Personal information
- Full name: Stephen Ball
- Born: 5 May 1965 (age 61) Brandon, County Durham, England
- Batting: Left-handed
- Bowling: Right-arm medium

Domestic team information
- 1999–2000: Durham Cricket Board
- 1989–1990: Durham

Career statistics
| Competition | LA |
| Matches | 6 |
| Runs scored | 80 |
| Batting average | 13.33 |
| 100s/50s | –/– |
| Top score | 23 |
| Balls bowled | 246 |
| Wickets | 7 |
| Bowling average | 30.14 |
| 5 wickets in innings | – |
| 10 wickets in match | – |
| Best bowling | 3/45 |
| Catches/stumpings | –/– |
- Source: Cricinfo, 7 November 2010

= Stephen Ball =

English cricketer

Stephen Ball (born 5 May 1965) is a former English cricketer. Ball was a left-handed batsman who bowled right-arm medium pace. He was born at Brandon, County Durham.

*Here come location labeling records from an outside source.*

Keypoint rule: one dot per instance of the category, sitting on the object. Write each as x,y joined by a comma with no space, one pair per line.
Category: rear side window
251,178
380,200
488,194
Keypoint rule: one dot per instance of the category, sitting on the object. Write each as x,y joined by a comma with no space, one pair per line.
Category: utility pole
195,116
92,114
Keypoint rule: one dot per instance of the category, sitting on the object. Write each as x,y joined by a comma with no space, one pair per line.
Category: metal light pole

Ball made his debut in County Cricket for Durham in the 1989 Minor Counties Championship against Suffolk. He played one further Championship match for Durham, which came against Cambridgeshire in 1990.

Ball later represented the Durham Cricket Board in List A cricket. His debut List A match came against Oxfordshire in the 1999 NatWest Trophy. From 1999 to 2000, he represented the county in 6 List A matches, the last of which came against Northamptonshire in the 2000 NatWest Trophy. In his 6 List A matches, he scored 80 runs at a batting average of 13.33, with a high score of 23. With the ball he took 7 wickets at a bowling average of 30.14, with best figures of 3/45.